There is also a discrepancy between what Starlink claims and what regulators record. The company announced in January 2026 that it had reached one million customers in Brazil. Anatel's official records, however, showed only 704,761 active connections as of March 2026. When asked about the gap, Anatel suggested that Starlink may have submitted inaccurate data to the regulator. Starlink did not respond to requests for comment on the divergence. The regulatory data comes from operators' monthly reports, submitted by the 15th of the following month and published by month's end, so the lag should not exceed one month. What happens next will depend partly on how regulators handle the informal Starlink farms and partly on whether the company can continue its launch cadence and drive down equipment costs.
Citações Notáveis
Starlink is now the country's 14th largest operator, growing at an average rate of 59% per month—a pace that dwarfs traditional operators, which have managed only around 1% monthly growth— Anatel broadband access data
Anatel considers such operations illegal when conducted without proper authorization, as they constitute unauthorized commercial data transmission services— Brazil's telecommunications regulator
A Conversa do Hearth Outra perspectiva sobre a história
Why has Starlink become so dominant specifically in the most rural areas? Isn't satellite internet supposed to work everywhere equally?
The advantage isn't technical—it's economic. Fiber optic networks require digging, laying cable, building towers. In a town of 5,000 people spread across hundreds of kilometers, that infrastructure cost per customer becomes prohibitive. Starlink just needs a dish. But that only explains why it can operate there, not why it dominates. The real reason is that traditional operators never bothered to show up in the first place.
So Starlink is filling a vacuum that existed before it arrived.
Exactly. And it's doing so at scale. Fifty-nine percent monthly growth is extraordinary. But there's a catch—the antenna costs 2,000 reais. That's a month's wages for many rural Brazilians. So what's happening now is people are pooling resources, installing shared antennas, and reselling the signal locally. It's creative, but it's also technically illegal.
Why is it illegal if it's solving a real problem?
Because telecommunications regulation requires a license to sell data transmission services. These informal Starlink farms operate without one. Regulators see it as unlicensed competition. But from a rural resident's perspective, it's the only way to afford internet at all. That tension—between what's legal and what's necessary—is probably going to define how this plays out.
Does Starlink know this is happening?
Almost certainly. But they're not stopping it, at least not visibly. The company has bigger concerns right now—there's a gap between what they claim as customers and what regulators actually record.
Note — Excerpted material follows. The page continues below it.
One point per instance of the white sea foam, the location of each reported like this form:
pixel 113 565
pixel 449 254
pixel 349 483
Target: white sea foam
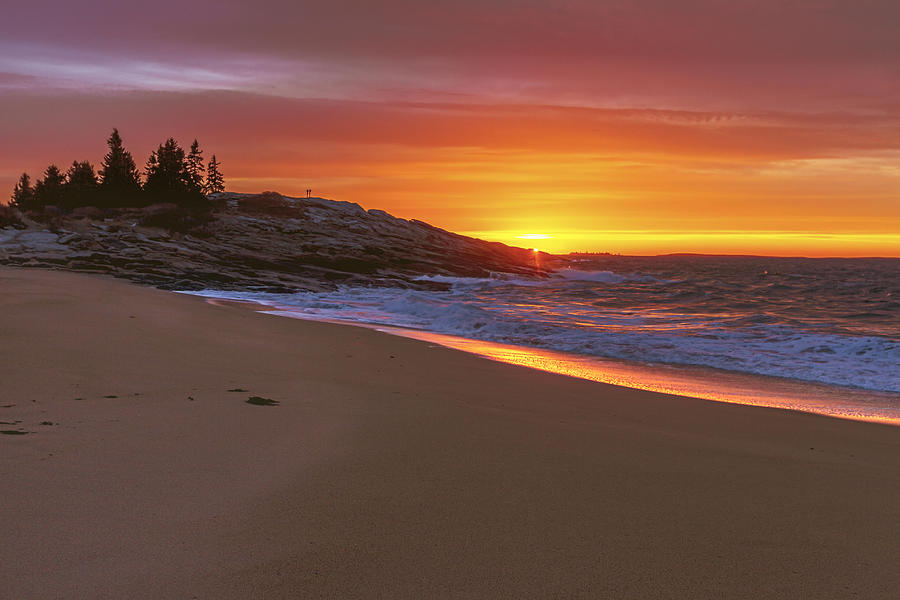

A million customers claimed, 700,000 officially registered. That discrepancy matters for their credibility.
What does that gap suggest?
Either Starlink is counting people differently than regulators do, or they're reporting numbers they haven't verified. Anatel thinks it's the latter. Either way, it raises questions about how fast this company is really growing and whether the numbers they're publishing can be trusted.